As for Bradley’s personal setup, “The [Gretsch] USA Custom kit I have is a Champagne Sparkle finish, and then I have the 14-inch tom [on my left], 16-inch tom, and then a 12-inch rack. Then I do the Brooklyn chrome-over-brass snare, and then, yeah, [a] standard 22 kick.” And when it comes to her cymbal selection, she offers, “I feel the same way about Zildjian as I do about Gretsch. They don’t—well, they do make China cymbals, so they do make bad cymbals,” she laughs, “but their China cymbals are good for China cymbals … they’ve got a cymbal for every situation. Like, I have a whole set of studio cymbals that I would never use live, because it just doesn’t translate the same—but in the studio, they come to life, and they cut through just right. And then the live ones, maybe are a little too clunky for the studio, but they cut through in the live [show], so it just depends on the situation … also, not breaking is nice. They don’t break very often.”
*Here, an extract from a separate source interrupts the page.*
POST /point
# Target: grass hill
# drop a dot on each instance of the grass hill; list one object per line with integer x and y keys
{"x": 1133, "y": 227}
Simultaneously looking back at the career she has built, and forward at what’s yet to come, Bradley reflects on Neon Trees’ not-so-easy journey. “I think, Neon Trees specifically, the four of us, all have that same kind of drive and willingness to put out everything, even when you’re not getting so much in return. And we had, probably the worst year of our collective lives in 2007/2008 … we were at each other’s throats, and we were practicing, like, six hours a day, six days a week, it was just—it was gross, and gnarly, and we were taking any show, five people showing up was like a success, ‘But three of them bought shirts!’ … it’s funny to look at how that happened with Neon Trees, and how we handled it—because we all were on the same page … that was what I think made Neon Trees special, was the fact that we all went through that refiner’s fire together, at the same time, and never once thought, ‘Oh, this isn’t gonna work,’ or ‘Oh, this isn’t worth it.’ We never even talked like that. We talked like, ‘Okay well, when this, then this.’ And looking back, it’s kind of amazing—but, also really stupid,” she laughs. “I think that’s what’s great, is that drive that blinds your finer senses of disappointment … because you know that something better can and will come if you just hold out and do what you’re doing and get better and work at it. And we all believed that.”

Bradley offers a few final thoughts on trusting her success to her fellow bandmates. “It is scary, because you need all four to function, you know? But at the same time, there’s a great strength that comes with being with three other like-minded people,” she says. “If I were a solo artist, I think it would be a lot harder to maintain perspective. ’Cause, you know, we all have our ups and downs, and our deluded moments, and our, like, depressive moments, and what’s nice about being with three other people is that usually we don’t all have those moments at the same exact time. So, at least one of us can be the voice of reason, or the voice of positivity, or the voice of humility, you know? Like, ‘Hey, listen to yourself’—in whatever way you’re being—‘and come back to reality, ’cause this is what it is.’ And we can all be really grateful as well. We’re all able to kind of sit back and think about those terrible times we had, and then look at where we are and what we get to do, and feel really grateful and blessed. And I think that would be harder on my own. To remind myself to be normal.”